## 1. Business Problem

#### Orlando, a city in central Florida, is home to more than a dozen theme parks. Chief among its claims to fame is Walt Disney  World, comprised of parks like the Magic Kingdom and Epcot, as well as water parks. Another major destination, Universal Orlando, offers Universal Studios and Islands of Adventure, with the Wizarding World of Harry Potter straddling both.

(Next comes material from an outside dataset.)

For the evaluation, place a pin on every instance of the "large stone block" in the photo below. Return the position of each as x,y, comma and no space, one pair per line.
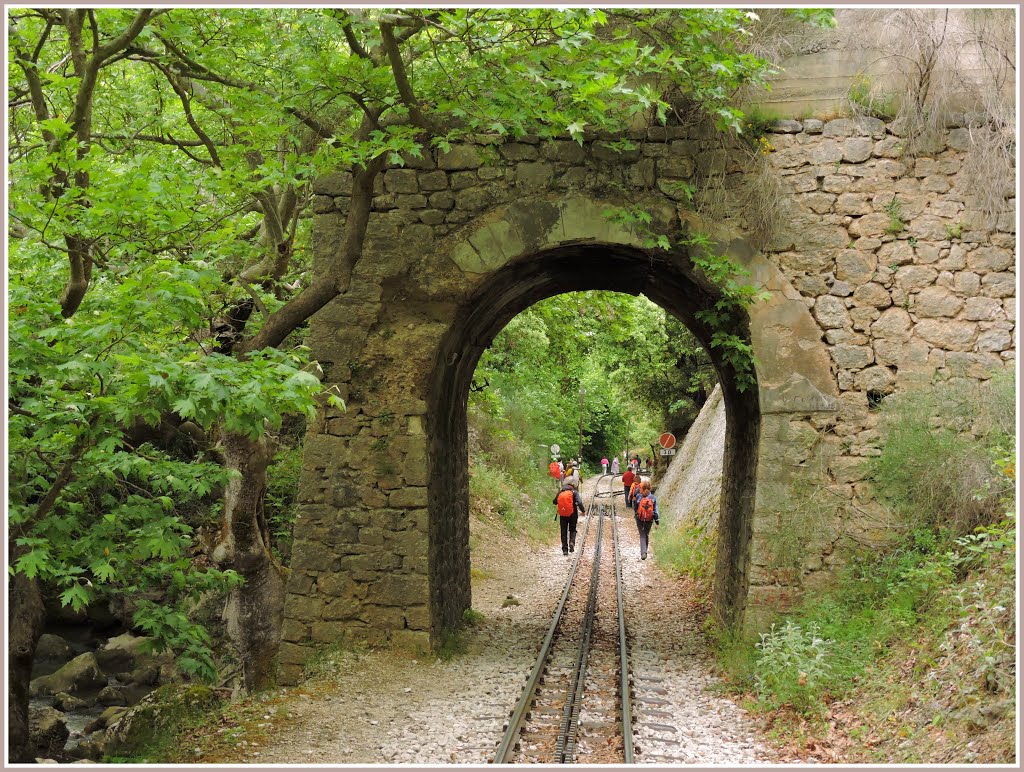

#### A client of mine wants to start a Travel Business in Orlando, FL with the concept of taking tourists around all the attractions according to their demand. The goal of this project is that my client wants to find the best neighborhood that is near to places like Resorts, Vacation Rentals and Motels so that my client can kick-start their business and estimate the turn out profits in the next two to three years by concentrating on the top three neighborhoods.

#### This business problem mainly concentrates on finding the top three neighborhoods to start the food truck business.

## 2. Data

### Source
##### List of the neighborhoods in Orlando, FL: https://data.cityoforlando.net/Government-General/Neighborhoods/dpx3-qjrc
##### FourSquare data to find the popular venues
##### How will the data be used to answer the business needs?
##### The data mentioned above will be used to explore and target locations across different venues present in the neighborhoods.
##### 1. Use Foursquare and geopy data to map top venues for the super neighborhoods of Orlando and cluster them in groups
##### 2. City-Data to get the neighborhoods information
##### 3. Additional data will be added from open data sources if available in the future if the data is insufficient
###### By extracting the venues of the neighborhoods we can determine the most visited venues which would determine that the tourist count is high in that area. By using Foursquare data and the Orlando's neighborhood data, we can recommend the top three neighborhoods by performing machine learning techniques and can visualize them through a graph or a map.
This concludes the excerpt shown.